Tacoma updated its August street-tax measure. What changed in Connect Tacoma and why it matters now
Tacoma WA – The City Council revised Connect Tacoma on April 21, sending a 10-year street funding measure to the August 4 ballot with clearer spending language.
Tacoma’s street-funding question is heading to voters in a revised form
Tacoma City Council adopted Resolution 41894 on April 21, replacing the earlier Connect Tacoma version and sending the updated measure to the August 4 election. The change matters because this is now the ballot proposal Tacoma voters will actually see: a 10-year request for new street funding with tighter language on how the money can be used.
The measure is aimed at street repairs, sidewalks, school routes, safety work, and neighborhood connections. In practical terms, that puts the proposal in the part of city government most residents notice every day: pavement conditions, walking safety, bike and pedestrian access, and whether local streets feel maintained or neglected.
What council changed
The April 21 action did more than move the proposal forward. According to the Tacoma City Council action memorandum, council members wanted clearer accountability and clearer ballot wording before placing the measure before voters. The revised version adds spending-use language after questions about how the money would be directed.
The council also updated the maximum property-tax levy-rate language. The memorandum says that change was meant to account for the possibility that assessed values could decline before the election, so the ballot language would still preserve the intended ceiling. That is a technical point, but it matters to taxpayers because it affects how the measure is described and capped, not just how it is marketed.
How the proposal is structured
Connect Tacoma is described by the city as a 10-year utility-tax and property-tax increase proposal. The city’s Streets Initiative background page says Tacoma is looking to replace older transportation funding that is expiring, which is why leaders are bringing a new street package back to voters.
The city’s framing is straightforward: collect dedicated money for transportation work that residents can see and use. That includes road repair, safer school routes, sidewalks, and projects that connect neighborhoods. For homeowners, the direct effect would come through the property-tax side of the proposal. Renters would not get a property-tax bill, but they could still feel the effects indirectly if housing costs rise or if property owners pass along part of the expense. Businesses and commuters would also be affected through street conditions, delivery access, travel time, and neighborhood traffic patterns.
Why the city revised it before the ballot
The city’s revision appears tied to a familiar local-government problem: voters often want to know exactly what a transportation tax will buy and how tightly the spending is controlled. The updated resolution is Tacoma’s answer to that concern. Rather than leaving the proposal broad, council narrowed the language so the ballot reflects the intended uses more clearly.

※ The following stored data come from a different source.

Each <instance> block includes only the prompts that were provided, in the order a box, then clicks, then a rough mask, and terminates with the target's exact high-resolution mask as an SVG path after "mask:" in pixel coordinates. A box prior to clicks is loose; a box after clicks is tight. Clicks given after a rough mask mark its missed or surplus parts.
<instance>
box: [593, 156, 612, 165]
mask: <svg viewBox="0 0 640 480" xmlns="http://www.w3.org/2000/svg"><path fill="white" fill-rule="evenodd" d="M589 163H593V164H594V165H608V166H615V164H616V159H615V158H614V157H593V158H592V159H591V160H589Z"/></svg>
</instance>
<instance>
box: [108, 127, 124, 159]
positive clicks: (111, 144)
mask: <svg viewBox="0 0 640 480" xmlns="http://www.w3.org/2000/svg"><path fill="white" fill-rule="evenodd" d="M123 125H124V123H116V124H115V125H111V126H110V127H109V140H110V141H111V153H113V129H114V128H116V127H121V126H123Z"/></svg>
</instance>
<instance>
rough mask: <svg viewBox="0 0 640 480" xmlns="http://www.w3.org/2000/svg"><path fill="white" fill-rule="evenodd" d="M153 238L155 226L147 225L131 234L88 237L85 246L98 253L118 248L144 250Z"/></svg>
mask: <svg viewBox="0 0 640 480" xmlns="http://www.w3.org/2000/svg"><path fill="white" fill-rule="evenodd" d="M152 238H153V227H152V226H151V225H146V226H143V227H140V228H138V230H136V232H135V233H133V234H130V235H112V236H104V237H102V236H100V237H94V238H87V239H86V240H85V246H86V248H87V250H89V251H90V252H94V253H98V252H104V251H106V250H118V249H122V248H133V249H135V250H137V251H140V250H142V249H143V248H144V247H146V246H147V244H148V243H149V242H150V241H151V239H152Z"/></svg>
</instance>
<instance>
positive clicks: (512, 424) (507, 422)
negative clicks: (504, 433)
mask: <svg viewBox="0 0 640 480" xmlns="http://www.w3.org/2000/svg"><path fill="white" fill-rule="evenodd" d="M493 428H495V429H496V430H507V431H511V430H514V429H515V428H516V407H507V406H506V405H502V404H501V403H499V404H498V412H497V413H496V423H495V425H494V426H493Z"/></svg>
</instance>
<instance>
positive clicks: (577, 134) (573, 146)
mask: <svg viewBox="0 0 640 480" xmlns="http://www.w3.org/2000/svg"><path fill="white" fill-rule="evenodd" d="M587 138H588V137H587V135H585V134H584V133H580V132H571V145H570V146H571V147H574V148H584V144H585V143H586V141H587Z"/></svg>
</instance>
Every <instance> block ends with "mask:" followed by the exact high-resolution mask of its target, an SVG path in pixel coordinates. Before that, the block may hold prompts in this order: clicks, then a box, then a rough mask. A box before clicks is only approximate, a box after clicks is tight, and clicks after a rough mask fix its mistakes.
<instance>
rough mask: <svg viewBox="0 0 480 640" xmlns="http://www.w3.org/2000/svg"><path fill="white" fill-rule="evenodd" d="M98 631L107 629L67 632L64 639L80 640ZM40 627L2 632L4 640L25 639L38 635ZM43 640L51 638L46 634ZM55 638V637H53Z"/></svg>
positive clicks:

That is especially relevant after Tacoma’s 2025 rejection of a previous street-funding effort, which helps explain why city leaders are emphasizing clarity this time. The new wording is meant to make the measure easier for voters to understand before they decide in August.
What residents should watch next
The key next step is not another council vote. The proposal is now headed to the August 4 ballot in its updated form. Between now and then, residents should watch the final ballot wording closely, because the tax structure, spending categories, and levy-rate language are what voters will ultimately be asked to approve or reject.
For Tacoma households, the practical question is simple: whether the city’s transportation needs, school-route safety concerns, and street maintenance backlog are worth a new 10-year funding commitment. For commuters and businesses, the question is whether better-funded street work would improve day-to-day travel, access, and reliability enough to justify the cost.